I was in the middle of a dip in the Mediterranean, at Fregene, when I clutched about my neck to discover that my gold chain and green India locket were gone. George Harrison hadn't given it to me, exactly, but he did point it out to me in a shop window and told me how much to offer to buy it, which I did. That was my favorite bauble of them all, and I was thus wearing it the night my hotel room was robbed. Where was it? It was still draped around one of the goal posts at the Collegio — 22 kilometers away, where I had hung it, respectfully, before taking my morning run. How to retrieve it was now the question. That was the last little thing I had.
Everything else had been taken by thieves. Not ordinary thieves, mind you, but experts skilled in the art of industrial espionage. They would have gotten the locket too, had it not been around my neck at the Tre Scalini restaurant at the Piazza Navonna, where I had been lured by a beautiful foil, under a full moon.
I made my way out of the warm water and began to pick my way through the maze of jabbering, near-naked sun-bathers. I doubled my pace when the sand got hot, jogging in the direction of the beach bar — a sun-drenched place by the side of the sea called the San Marco. You could sit at the San Marco all afternoon, drinking Frascati wine and eating grilled bits of seafood and pondering the turns your life was taking.
The sand got hotter still, and now I was running flat out towards the patio, burning with the fear that even a prompt telephone call back to Rome could not possibly reveal that my locket was safe and sound.
After all, I was in a foreign country, in the midst of a corporate mutiny which identified me as the Captain to be crucified.
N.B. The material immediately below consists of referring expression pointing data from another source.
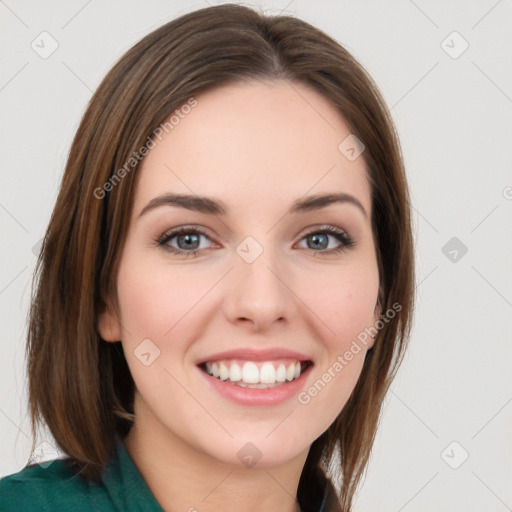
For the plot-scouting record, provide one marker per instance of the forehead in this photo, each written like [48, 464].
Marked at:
[254, 144]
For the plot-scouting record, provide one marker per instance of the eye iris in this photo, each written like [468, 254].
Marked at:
[190, 239]
[316, 240]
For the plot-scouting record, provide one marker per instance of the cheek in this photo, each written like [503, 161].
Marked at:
[345, 303]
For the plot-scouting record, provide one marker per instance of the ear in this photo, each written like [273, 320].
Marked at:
[109, 326]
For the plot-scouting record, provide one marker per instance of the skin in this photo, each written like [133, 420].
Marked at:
[257, 146]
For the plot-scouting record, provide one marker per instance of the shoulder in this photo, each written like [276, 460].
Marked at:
[49, 486]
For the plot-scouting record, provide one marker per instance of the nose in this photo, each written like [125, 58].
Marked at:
[257, 294]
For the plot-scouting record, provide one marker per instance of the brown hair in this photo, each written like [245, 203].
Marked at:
[81, 385]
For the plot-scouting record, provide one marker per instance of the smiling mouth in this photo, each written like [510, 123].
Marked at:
[257, 375]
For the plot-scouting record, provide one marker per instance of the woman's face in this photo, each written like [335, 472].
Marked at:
[252, 278]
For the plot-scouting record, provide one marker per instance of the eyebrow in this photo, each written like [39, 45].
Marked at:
[216, 207]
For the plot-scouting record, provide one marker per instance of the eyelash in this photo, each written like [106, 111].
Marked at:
[346, 241]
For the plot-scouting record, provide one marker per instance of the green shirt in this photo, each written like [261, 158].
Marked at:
[55, 488]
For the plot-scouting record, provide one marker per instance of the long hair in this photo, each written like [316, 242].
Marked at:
[79, 384]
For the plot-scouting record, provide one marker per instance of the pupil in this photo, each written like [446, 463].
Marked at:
[316, 238]
[188, 239]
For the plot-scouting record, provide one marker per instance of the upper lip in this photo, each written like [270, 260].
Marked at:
[251, 354]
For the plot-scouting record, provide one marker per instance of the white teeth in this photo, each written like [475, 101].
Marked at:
[235, 373]
[281, 373]
[297, 371]
[250, 375]
[223, 371]
[268, 374]
[290, 372]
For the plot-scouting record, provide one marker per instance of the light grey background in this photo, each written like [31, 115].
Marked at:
[454, 120]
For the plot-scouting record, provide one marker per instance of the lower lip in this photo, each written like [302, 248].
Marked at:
[251, 396]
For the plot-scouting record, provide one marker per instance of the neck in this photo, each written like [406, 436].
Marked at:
[182, 477]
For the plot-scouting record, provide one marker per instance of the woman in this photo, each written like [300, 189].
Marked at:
[225, 288]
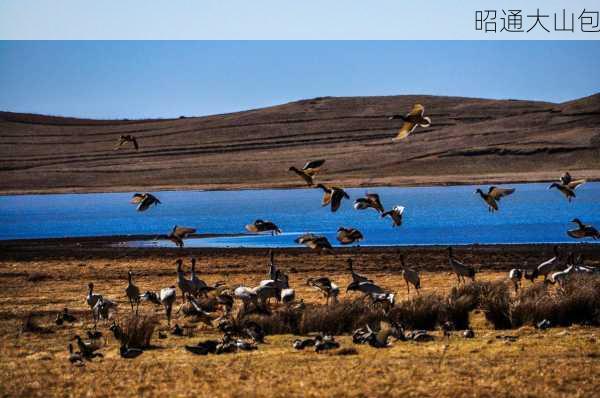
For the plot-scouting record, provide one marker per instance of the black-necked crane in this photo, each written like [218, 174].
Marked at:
[198, 285]
[395, 214]
[325, 343]
[128, 138]
[515, 275]
[132, 292]
[92, 299]
[144, 201]
[75, 357]
[564, 189]
[327, 287]
[411, 120]
[87, 350]
[167, 297]
[300, 344]
[461, 270]
[569, 182]
[104, 308]
[561, 277]
[348, 236]
[493, 196]
[318, 243]
[309, 171]
[332, 196]
[583, 230]
[356, 277]
[178, 234]
[272, 274]
[184, 284]
[129, 352]
[259, 226]
[411, 276]
[549, 266]
[246, 295]
[368, 288]
[369, 201]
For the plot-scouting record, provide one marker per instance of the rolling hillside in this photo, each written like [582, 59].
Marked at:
[470, 140]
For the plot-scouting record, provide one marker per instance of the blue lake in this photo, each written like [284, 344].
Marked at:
[433, 215]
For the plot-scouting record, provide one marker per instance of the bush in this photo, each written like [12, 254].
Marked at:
[138, 330]
[30, 325]
[421, 312]
[340, 318]
[577, 302]
[495, 302]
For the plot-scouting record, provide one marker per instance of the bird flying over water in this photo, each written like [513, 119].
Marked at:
[371, 200]
[178, 234]
[309, 171]
[411, 120]
[263, 226]
[567, 185]
[395, 214]
[127, 139]
[144, 201]
[316, 242]
[493, 196]
[332, 195]
[583, 230]
[347, 236]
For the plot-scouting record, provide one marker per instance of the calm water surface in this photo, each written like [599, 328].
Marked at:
[434, 215]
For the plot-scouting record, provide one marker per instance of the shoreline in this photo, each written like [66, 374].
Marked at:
[401, 183]
[377, 258]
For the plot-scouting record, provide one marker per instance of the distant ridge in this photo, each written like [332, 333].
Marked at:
[470, 141]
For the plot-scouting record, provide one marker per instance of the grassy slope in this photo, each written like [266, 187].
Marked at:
[556, 362]
[471, 140]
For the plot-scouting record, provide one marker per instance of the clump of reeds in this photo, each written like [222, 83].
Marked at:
[138, 330]
[576, 302]
[29, 324]
[421, 312]
[339, 318]
[495, 301]
[284, 320]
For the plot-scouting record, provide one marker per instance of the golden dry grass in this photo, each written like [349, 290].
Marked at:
[556, 362]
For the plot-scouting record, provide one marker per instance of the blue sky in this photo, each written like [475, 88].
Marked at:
[134, 79]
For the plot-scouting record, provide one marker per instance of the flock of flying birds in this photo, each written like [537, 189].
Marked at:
[333, 197]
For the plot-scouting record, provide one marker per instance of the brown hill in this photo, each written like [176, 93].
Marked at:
[470, 140]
Some I could identify as probable mutineers; others I could not be sure about.
So how could I call back to "the office" and ask one of my ALSG employees to go out into the heat and down to the soccer field and retrieve my priceless locket for me?
They might actually find it and report to me later that they hadn't.
Could I ever believe someone who said, "I couldn't find it"?
But I had no choice. My locket was at stake. So was my pride. How much did they want to take from me, anyway? What had I done to deserve all this?
Only, the phone didn't work. You needed a Gettone, and there weren't any Gettones except at the bar, which was crowded. Nino the waiter hustled by and asked if I wanted a Caprese. I told him I was desperate for a Gettone instead. He fumbled under his white apron with his free hand and came up with two of them.
I grabbed them and pumped one immediately into the telephone, neglecting to thank Nino the waiter. The phone rang and rang.
Disaster! No one at the Collegio. Both numbers rang about ten times, with no results. Then I let the first one ring another ten times. Still no answer. I felt blood pressure and a feeling of frenzy rise into my head.
That was a danger signal. I stopped on the middle of the hot patio, concentrated deeply on that spot half-way between my closed eyes, and let things cool.
"Easy does it, Gil. Don't let this ruin your afternoon. Remember your upbringing."
Things clarified some, and the pressure subsided. I was letting things get under my skin. What, after all, about my resolve to travel lighter and be more free of my material possessions? Had I really intended to 'lighten up'? This incident was obviously sent to me as a test of that resolve. Did I really intend to be free of these things, or didn't I? My attitude towards the locket — temporarily 22 kilometers away hanging from a piece of net in a soccer field — would tell one way or the other.
And further, I found myself remembering on the patio, in the hot sun, isn't it when you can work an "attitudinal twist" like this, that you are sometimes "given back" the very thing which you were willing to sacrifice — like Abraham? Isn't that the way it goes? Forget about it; then get it back?
"Why not," I thought? Maybe it was time to experiment! Perhaps I could help the event along some — help engineer the redemption, so to speak.
"Yes," I said to myself. "That's the sort of meditation I should be doing — not lunging after material objects." Grasping after them. Trying to get close to things. Nothing worse than that.
Or... I could look into the side pocket of my flight bag, like so, and see gleaming up at me, yellow in the sun, my locket(!) which I hadn't left hanging on the goal post after all, now that I really thought about it, but which I was clever enough to have slipped into the side pocket of my flight bag — this bag — not wanting to get it sweaty after my morning jog at the Collegio.
And that was the miracle of the locket.
Editor's note: it was clear to us all in reviewing the manuscript that, at this point in the narrative, our man was close to "losing it."